On January 28, 1986, Americans sat in front of televisions in their homes, at work, or in other places and watched as the space shuttle Challenger exploded just minutes after lift-off. America’s edge in the ‘space race’ suddenly was in doubt, and the dreams of so many young kids who wanted to be astronauts were vanquished in fear that we’d never go back to space again. There was something mystical about America’s journey to space, and to have a program that many people saw as invulnerable and a symbol of American hope go up in a ball of flame stunned us all. The lives of the Challenger astronauts were lost, but we all fell into the ocean with them.
I remember that day. I’ll never forget hearing the news while on a California playground. I remember coming home that night and watching on the news with fascination as videos of the launch played over and over again. I couldn’t fathom what happened. It shocked me to my core. I loved the space program. I loved reading about it, and I certainly never forgot the night when all of us sat as a family around the television and watched “Space Camp.” I wanted to go to space. That was my dream, and for a moment it was dashed.
On February 10, 1986, Time Magazine published an article by Ed Magnuson that held me in my chair. I pored over the article, grieving in my heart over what had happened. Of course, the cover of the issue had the image of the explosion on it, and I couldn’t look away. What had happened? Months later, the magazine published a report explaining the Roger’s Commission’s findings about the shuttle explosion. As the article explained the Commission’s findings, I sat engrossed doing all that I could in my eight-year-old brain to understand what had happened. When I set the article down, I realized something. My dream hadn’t died; in fact, I was fascinated even more by space, space travel, the stars and planets, and anything else that might be out there. The Challenger tragedy did something in me that I couldn’t fathom: it focused me on the wonders of what might be out there.

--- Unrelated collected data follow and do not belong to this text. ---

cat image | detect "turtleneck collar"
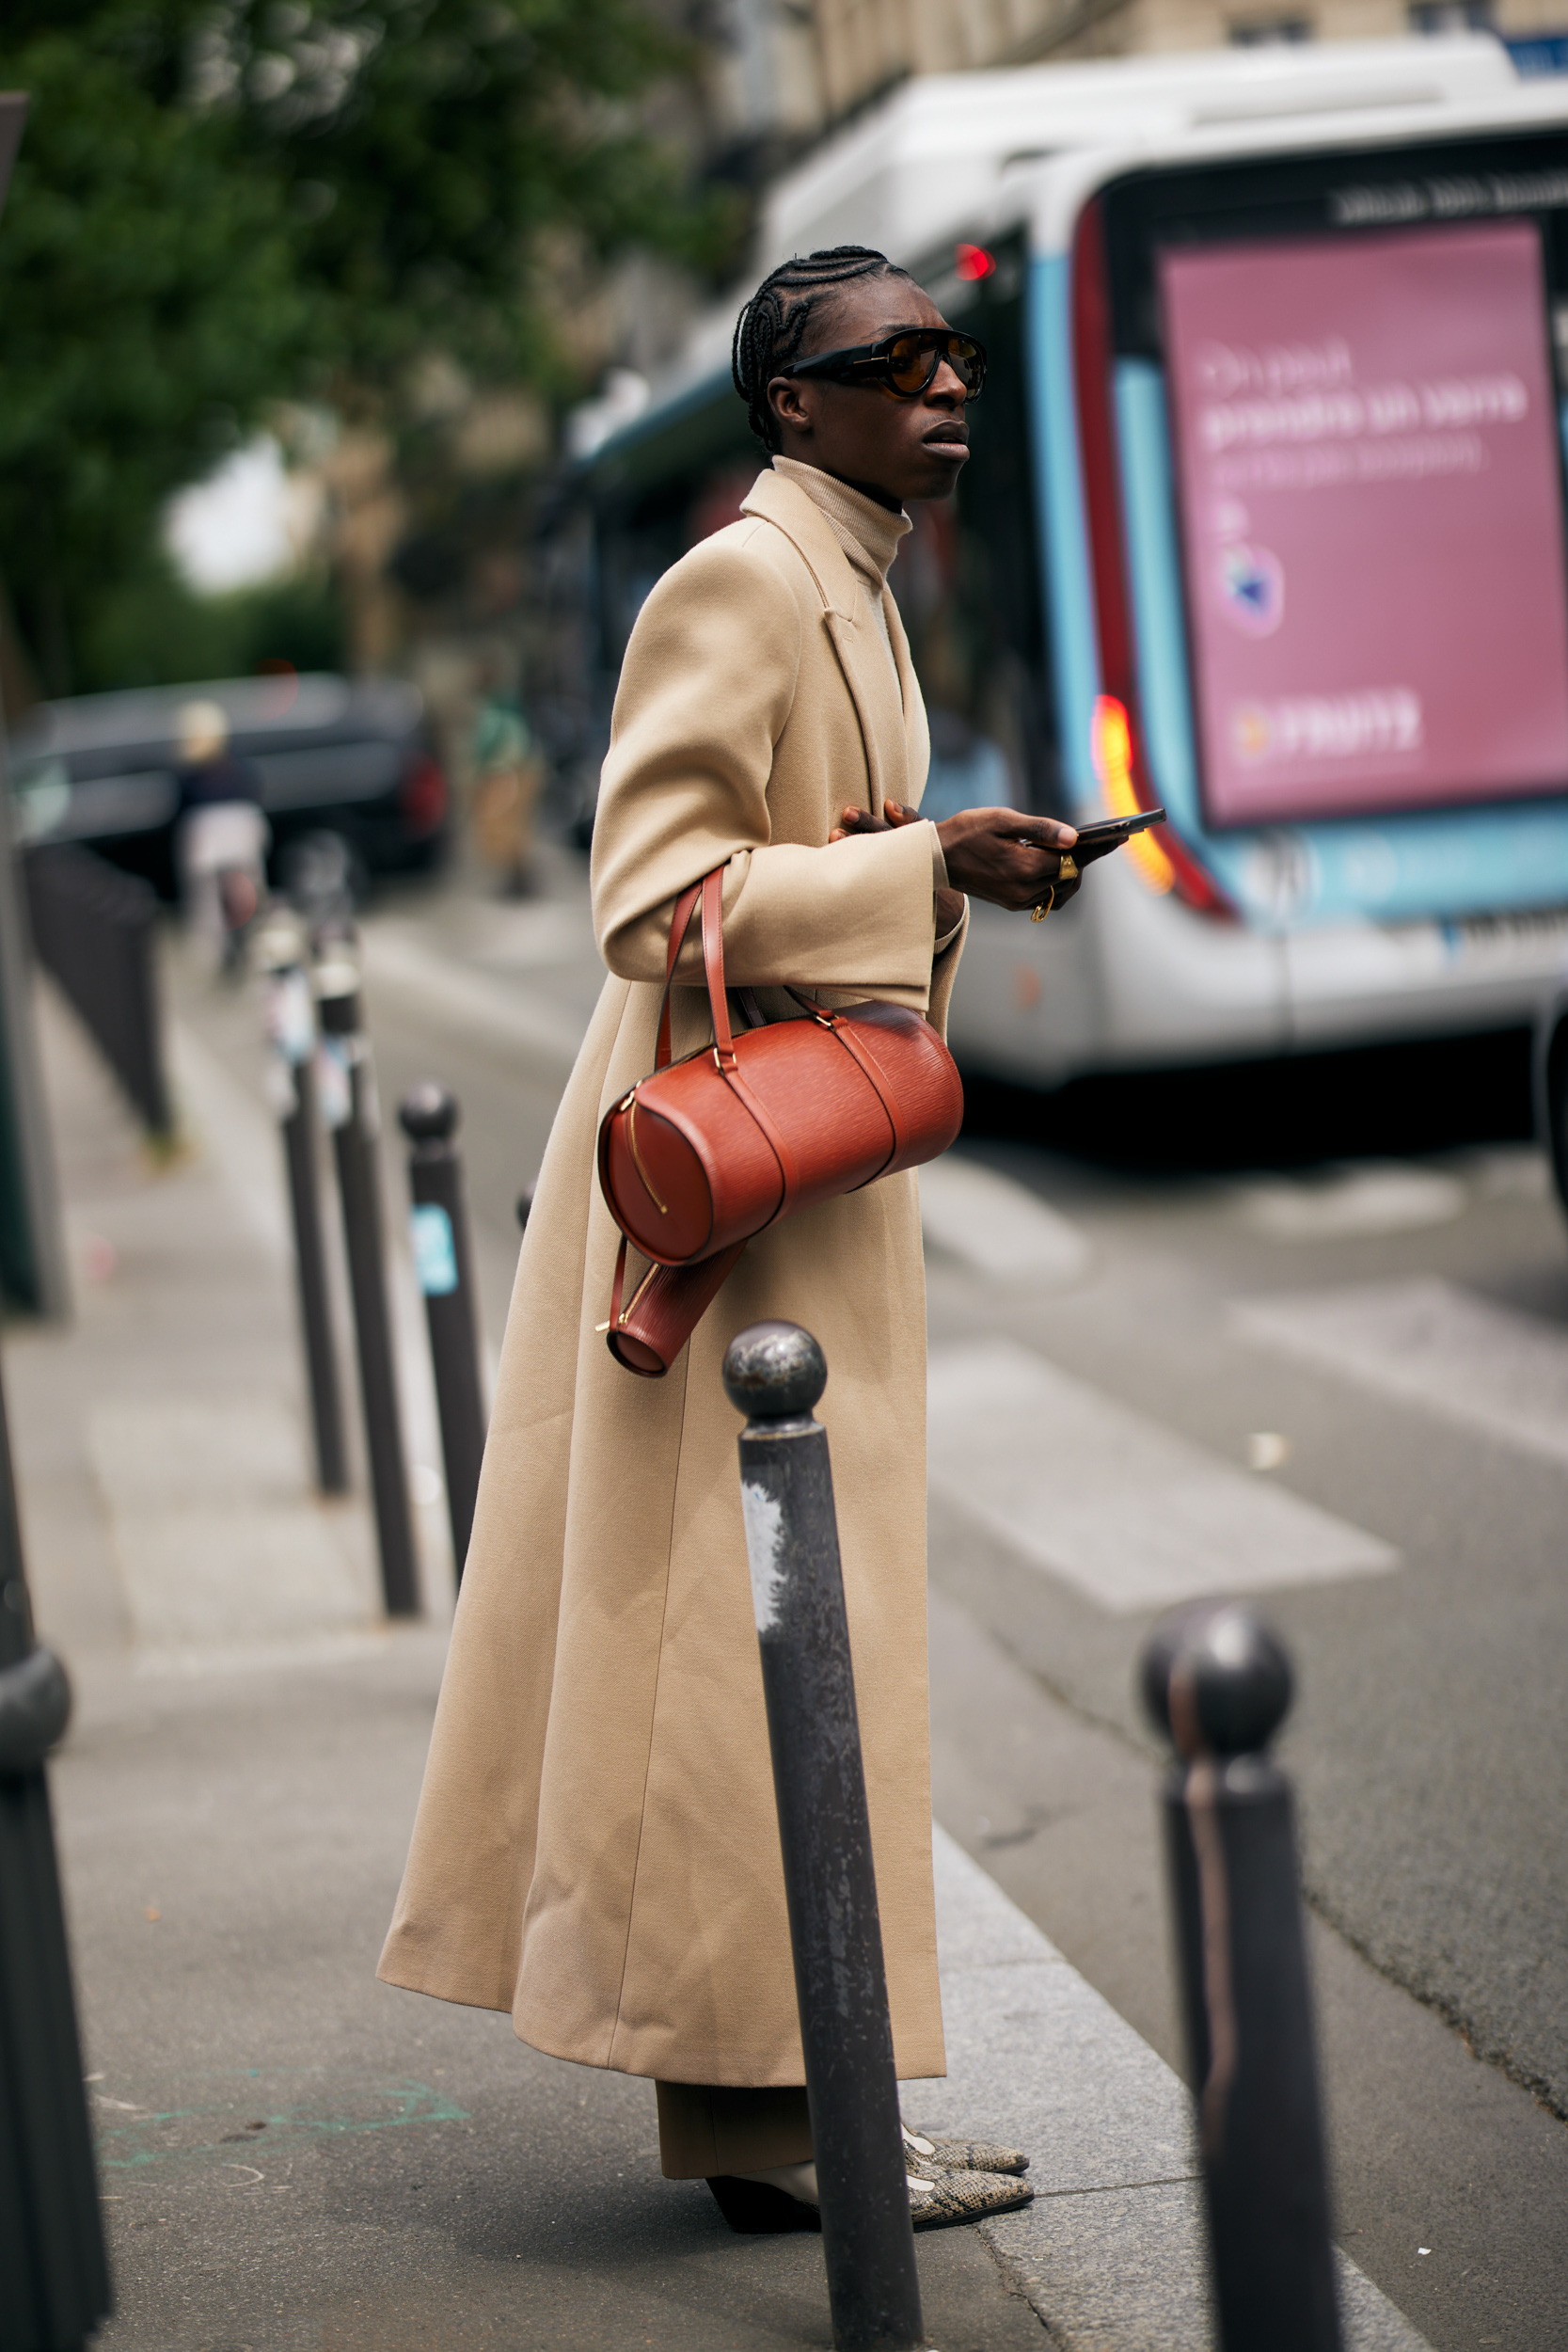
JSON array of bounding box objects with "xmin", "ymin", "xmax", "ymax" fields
[{"xmin": 771, "ymin": 457, "xmax": 911, "ymax": 594}]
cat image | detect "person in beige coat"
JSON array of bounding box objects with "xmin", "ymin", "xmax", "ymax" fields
[{"xmin": 379, "ymin": 246, "xmax": 1081, "ymax": 2233}]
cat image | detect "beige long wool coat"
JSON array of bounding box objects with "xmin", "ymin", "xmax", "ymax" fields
[{"xmin": 379, "ymin": 466, "xmax": 967, "ymax": 2087}]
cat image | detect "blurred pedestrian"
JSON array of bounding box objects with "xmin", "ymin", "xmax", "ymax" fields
[
  {"xmin": 381, "ymin": 247, "xmax": 1080, "ymax": 2233},
  {"xmin": 468, "ymin": 678, "xmax": 544, "ymax": 895},
  {"xmin": 174, "ymin": 699, "xmax": 269, "ymax": 975}
]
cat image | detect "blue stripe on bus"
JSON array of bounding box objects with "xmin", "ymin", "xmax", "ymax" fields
[
  {"xmin": 1029, "ymin": 255, "xmax": 1102, "ymax": 820},
  {"xmin": 1113, "ymin": 357, "xmax": 1568, "ymax": 928},
  {"xmin": 1114, "ymin": 361, "xmax": 1202, "ymax": 835}
]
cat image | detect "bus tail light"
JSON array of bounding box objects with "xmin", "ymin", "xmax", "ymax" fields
[
  {"xmin": 1089, "ymin": 695, "xmax": 1228, "ymax": 913},
  {"xmin": 1092, "ymin": 697, "xmax": 1174, "ymax": 895}
]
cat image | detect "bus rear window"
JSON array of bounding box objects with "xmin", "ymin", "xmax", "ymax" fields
[{"xmin": 1160, "ymin": 218, "xmax": 1568, "ymax": 828}]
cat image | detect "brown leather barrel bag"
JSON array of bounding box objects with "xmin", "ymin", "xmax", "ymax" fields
[{"xmin": 597, "ymin": 864, "xmax": 963, "ymax": 1374}]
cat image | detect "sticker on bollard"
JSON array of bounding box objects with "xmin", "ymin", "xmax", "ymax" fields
[
  {"xmin": 399, "ymin": 1085, "xmax": 488, "ymax": 1586},
  {"xmin": 411, "ymin": 1202, "xmax": 459, "ymax": 1295},
  {"xmin": 724, "ymin": 1322, "xmax": 927, "ymax": 2352},
  {"xmin": 315, "ymin": 1033, "xmax": 353, "ymax": 1131},
  {"xmin": 266, "ymin": 963, "xmax": 314, "ymax": 1066}
]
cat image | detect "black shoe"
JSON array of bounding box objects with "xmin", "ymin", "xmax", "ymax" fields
[{"xmin": 705, "ymin": 2174, "xmax": 822, "ymax": 2233}]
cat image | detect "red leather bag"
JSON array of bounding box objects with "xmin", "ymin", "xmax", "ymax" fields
[
  {"xmin": 597, "ymin": 865, "xmax": 963, "ymax": 1370},
  {"xmin": 602, "ymin": 1244, "xmax": 747, "ymax": 1379}
]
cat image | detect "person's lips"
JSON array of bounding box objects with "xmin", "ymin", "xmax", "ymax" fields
[{"xmin": 923, "ymin": 423, "xmax": 969, "ymax": 457}]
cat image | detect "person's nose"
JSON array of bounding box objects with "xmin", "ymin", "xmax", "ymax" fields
[{"xmin": 927, "ymin": 358, "xmax": 966, "ymax": 408}]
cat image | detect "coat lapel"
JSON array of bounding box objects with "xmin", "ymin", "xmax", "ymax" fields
[
  {"xmin": 740, "ymin": 469, "xmax": 908, "ymax": 820},
  {"xmin": 884, "ymin": 589, "xmax": 929, "ymax": 813}
]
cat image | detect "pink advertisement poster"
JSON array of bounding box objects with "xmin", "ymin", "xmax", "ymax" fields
[{"xmin": 1160, "ymin": 221, "xmax": 1568, "ymax": 829}]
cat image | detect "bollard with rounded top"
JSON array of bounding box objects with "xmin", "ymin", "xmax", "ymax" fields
[
  {"xmin": 0, "ymin": 1353, "xmax": 111, "ymax": 2352},
  {"xmin": 315, "ymin": 960, "xmax": 419, "ymax": 1617},
  {"xmin": 722, "ymin": 1323, "xmax": 926, "ymax": 2352},
  {"xmin": 258, "ymin": 922, "xmax": 347, "ymax": 1496},
  {"xmin": 1142, "ymin": 1604, "xmax": 1341, "ymax": 2352},
  {"xmin": 398, "ymin": 1084, "xmax": 486, "ymax": 1584}
]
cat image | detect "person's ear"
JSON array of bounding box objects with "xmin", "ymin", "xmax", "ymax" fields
[{"xmin": 768, "ymin": 374, "xmax": 813, "ymax": 440}]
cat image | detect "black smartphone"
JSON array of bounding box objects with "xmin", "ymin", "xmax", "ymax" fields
[{"xmin": 1068, "ymin": 805, "xmax": 1167, "ymax": 866}]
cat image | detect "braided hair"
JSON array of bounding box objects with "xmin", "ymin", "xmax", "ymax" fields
[{"xmin": 731, "ymin": 246, "xmax": 913, "ymax": 452}]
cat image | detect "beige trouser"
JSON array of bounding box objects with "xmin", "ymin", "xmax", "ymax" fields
[{"xmin": 656, "ymin": 2082, "xmax": 814, "ymax": 2179}]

I went to school and started reading everything I could about space and the planets. I sat in science class in awe of what we learned about the rings of Jupiter and the ice planet named Pluto. I pondered the possibilities of life on Mars, and what might really be going on in that big glowing ball in the sky known as the Sun. Years later, I’m still fascinated. I love to watch the night sky and search for its wonders. It still fascinates me to watch a shuttle launch. It represents humanity’s drive to shoot for the stars, and to resiliently press on. The destruction of the Challenger shuttle and the deaths of its crew were not in vain. They galvanized me and people like me to keep dreaming even when things go wrong. Sometimes we will fail, but we must try again. It’s about living the dream and pursuing what God made us for, and when we fail we just need try again. On September 29, 1988, a long thirty-three months after the Challenger disaster, space shuttle Discovery returned to space and again carried the hopes of the American nation to see the stars. Sometimes it’s not about our successes, but about our failures and how we respond to them.